About me
I am a Senior Researcher at Microsoft where I work on hardware-software co-design for machine learning and high-performance computing applications in the Systems Innovation Group. Before joining Microsoft, I worked as a Silicon Design Engineer at AMD Research for about 4.5 years where my research charter spanned GPU architecture, Network-On-Chips(NoCs), and cryogenic computing. Prior to joining AMD Research, I was part of the Synergy Lab at Georgia Institute of Technology, Atlanta, GA, where I worked on TLBs, Network-on-chips and was also part of the DARPA CHIPS program under the supervision of Prof. Tushar Krishna. I receieved my Master’s in Electrical and Computer Engineering from Georgia Institute of Technology in 2017 with a thesis on distributed TLB architectures. I later pursued my PhD under Prof. Tushar Krishna on design of interconnection systems for multi-chiplet GPUs.
I graduated with a Bachelors in Electrical and Electronics Engineering from BITS Pilani, India, in 2014. I also spent some time working as a full-time engineer with Oracle Solaris team and NVIDIA iGPU team in Bangalore, India. Some of my work from Oracle is also published in the form of blogs.
I am also an active developer within the gem5 community. You can find more info about the tools I developed and maintain in the tools tab.
News
- May 2024: Paper on efficient execution of attention kernels for long context lengths. Lean Attention: Hardware-Aware Scalable Attention Mechanism for the Decode-Phase of Transformers
- Apr 2024: I presented our work on Fine-Grain DVFS at ASPLOS 2024. Predict; Do not React for Enabling Efficient Fine Grain DVFS in GPUs
- Jun 2023: Paper on Fine-Grain DVFS accepted at ASPLOS 2024. Predict; Do not React for Enabling Efficient Fine Grain DVFS in GPUs
- Sep 2022: Documentation for HeteroGarnet, now available on gem5 documentation website.
- Apr 2022: I joined Microsoft Research as a Senior Researcher!
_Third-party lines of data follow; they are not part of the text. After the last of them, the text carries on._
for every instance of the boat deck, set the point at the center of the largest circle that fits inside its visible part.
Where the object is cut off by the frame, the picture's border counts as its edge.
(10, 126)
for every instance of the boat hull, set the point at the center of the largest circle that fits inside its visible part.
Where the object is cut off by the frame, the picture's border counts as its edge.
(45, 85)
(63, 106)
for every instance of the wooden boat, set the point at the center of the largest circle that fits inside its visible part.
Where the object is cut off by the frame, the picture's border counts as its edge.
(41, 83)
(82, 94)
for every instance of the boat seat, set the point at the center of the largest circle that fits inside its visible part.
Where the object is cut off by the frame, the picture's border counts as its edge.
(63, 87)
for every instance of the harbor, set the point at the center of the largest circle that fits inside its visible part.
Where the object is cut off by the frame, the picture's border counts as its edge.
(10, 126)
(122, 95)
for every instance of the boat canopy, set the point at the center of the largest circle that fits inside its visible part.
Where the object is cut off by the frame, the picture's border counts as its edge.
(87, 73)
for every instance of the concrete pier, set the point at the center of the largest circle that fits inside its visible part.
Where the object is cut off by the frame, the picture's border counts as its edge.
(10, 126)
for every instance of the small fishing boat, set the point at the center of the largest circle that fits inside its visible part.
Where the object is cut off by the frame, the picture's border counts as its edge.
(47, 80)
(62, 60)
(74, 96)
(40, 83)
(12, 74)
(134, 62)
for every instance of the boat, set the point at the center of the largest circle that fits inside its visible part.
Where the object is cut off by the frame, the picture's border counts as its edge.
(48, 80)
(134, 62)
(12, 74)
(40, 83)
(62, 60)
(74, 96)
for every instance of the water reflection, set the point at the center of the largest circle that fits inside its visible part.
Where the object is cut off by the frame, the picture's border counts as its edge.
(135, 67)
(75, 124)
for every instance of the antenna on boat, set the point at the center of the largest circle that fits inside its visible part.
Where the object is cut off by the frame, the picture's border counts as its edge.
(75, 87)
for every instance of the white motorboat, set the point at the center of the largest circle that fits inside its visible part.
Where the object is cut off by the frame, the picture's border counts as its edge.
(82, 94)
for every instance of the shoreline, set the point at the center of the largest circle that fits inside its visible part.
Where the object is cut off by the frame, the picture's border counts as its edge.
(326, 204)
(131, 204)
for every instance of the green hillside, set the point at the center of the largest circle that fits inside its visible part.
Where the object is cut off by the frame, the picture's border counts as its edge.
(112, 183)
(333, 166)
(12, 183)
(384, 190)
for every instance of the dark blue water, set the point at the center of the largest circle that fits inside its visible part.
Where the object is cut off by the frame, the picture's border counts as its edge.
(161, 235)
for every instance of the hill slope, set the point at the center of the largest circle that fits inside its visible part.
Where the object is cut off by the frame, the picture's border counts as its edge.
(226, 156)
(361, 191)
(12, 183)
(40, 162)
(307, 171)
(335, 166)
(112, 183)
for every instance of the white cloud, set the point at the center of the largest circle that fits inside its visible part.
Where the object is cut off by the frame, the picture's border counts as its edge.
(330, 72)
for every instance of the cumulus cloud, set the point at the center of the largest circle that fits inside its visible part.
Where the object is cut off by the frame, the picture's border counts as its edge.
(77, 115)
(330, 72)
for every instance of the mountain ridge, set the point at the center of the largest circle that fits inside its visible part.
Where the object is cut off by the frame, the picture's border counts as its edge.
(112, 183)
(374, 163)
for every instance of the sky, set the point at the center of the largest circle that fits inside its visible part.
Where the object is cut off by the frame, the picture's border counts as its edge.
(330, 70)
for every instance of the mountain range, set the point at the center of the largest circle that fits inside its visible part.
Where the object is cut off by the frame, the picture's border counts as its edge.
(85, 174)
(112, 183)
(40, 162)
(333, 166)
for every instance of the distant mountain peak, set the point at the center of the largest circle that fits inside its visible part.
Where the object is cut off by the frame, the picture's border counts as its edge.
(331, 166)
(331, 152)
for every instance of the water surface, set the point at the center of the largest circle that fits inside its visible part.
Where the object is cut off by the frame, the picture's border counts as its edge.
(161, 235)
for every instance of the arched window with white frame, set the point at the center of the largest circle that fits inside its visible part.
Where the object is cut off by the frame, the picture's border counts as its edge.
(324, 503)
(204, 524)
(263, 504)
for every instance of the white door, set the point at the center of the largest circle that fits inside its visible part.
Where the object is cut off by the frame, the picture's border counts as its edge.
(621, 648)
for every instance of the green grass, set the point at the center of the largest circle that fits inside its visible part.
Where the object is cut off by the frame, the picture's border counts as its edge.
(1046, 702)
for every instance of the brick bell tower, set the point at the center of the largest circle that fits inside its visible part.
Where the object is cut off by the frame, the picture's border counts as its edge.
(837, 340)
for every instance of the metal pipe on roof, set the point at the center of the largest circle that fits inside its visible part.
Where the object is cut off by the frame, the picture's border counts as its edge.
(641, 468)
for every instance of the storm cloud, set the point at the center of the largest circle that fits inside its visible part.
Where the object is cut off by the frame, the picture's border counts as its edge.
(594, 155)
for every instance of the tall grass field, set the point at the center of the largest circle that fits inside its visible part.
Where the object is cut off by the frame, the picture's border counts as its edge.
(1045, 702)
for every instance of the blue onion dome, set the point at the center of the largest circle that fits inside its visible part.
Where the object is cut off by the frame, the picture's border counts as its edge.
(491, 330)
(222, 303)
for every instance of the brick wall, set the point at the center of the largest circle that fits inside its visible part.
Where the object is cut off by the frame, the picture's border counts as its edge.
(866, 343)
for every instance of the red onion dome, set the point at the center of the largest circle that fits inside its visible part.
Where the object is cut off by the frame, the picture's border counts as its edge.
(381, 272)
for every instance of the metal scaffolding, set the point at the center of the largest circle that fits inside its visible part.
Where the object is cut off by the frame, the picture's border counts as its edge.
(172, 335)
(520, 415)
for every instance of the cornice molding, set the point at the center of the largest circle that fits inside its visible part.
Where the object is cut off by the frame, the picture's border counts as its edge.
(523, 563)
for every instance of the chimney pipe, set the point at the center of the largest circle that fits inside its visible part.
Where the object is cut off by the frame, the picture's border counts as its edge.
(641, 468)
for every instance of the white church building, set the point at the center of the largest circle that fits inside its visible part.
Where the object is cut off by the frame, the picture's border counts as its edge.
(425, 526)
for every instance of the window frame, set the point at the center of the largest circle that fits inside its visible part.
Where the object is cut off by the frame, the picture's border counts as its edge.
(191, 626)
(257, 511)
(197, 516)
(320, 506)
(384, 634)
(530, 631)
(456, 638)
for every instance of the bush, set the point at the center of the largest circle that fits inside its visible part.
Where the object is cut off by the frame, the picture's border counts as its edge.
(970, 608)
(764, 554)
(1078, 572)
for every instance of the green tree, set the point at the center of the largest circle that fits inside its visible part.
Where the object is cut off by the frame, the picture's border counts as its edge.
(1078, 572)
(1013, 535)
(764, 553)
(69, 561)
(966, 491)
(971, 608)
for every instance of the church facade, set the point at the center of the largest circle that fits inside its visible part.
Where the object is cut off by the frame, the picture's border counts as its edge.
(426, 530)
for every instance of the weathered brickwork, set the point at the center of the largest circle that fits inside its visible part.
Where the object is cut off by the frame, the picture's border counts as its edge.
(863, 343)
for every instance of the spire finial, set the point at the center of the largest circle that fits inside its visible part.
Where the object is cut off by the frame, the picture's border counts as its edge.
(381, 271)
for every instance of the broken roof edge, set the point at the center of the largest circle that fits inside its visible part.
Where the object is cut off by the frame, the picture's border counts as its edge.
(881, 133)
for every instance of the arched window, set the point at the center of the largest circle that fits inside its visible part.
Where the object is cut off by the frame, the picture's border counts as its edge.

- Apr 2022: Paper on Fine-Grain DVFS released on arxiv: Predict; Do not React for Enabling Efficient Fine Grain DVFS in GPUs
- May 2021: Paper on underclocking accepted in NOCS 2021: DUB: Dynamic Underclocking and Bypassing in NoCs for Heterogeneous GPU Workloads
- Apr 2021: My first book now available on several e-stores: Network-on-Chip Security and Privacy (Amazon Springer)
- Oct 2020: New paper describing gem5 version-20: The gem5 Simulator: Version 20.0+
- June 2020: Paper on chiplet topologies accepted in DAC 2020: Kite: A Family of Heterogeneous Interposer Topologies Enabled via Accurate Interconnect Modeling
- Jun 2020: Released a new simulation tool - HeteroGarnet.
- Jun 2019: Paper on simulating ML applications accepted in IISWC 2019: Optimizing GPU cache policies for MI workloads [https://ieeexplore.ieee.org/document/9041977]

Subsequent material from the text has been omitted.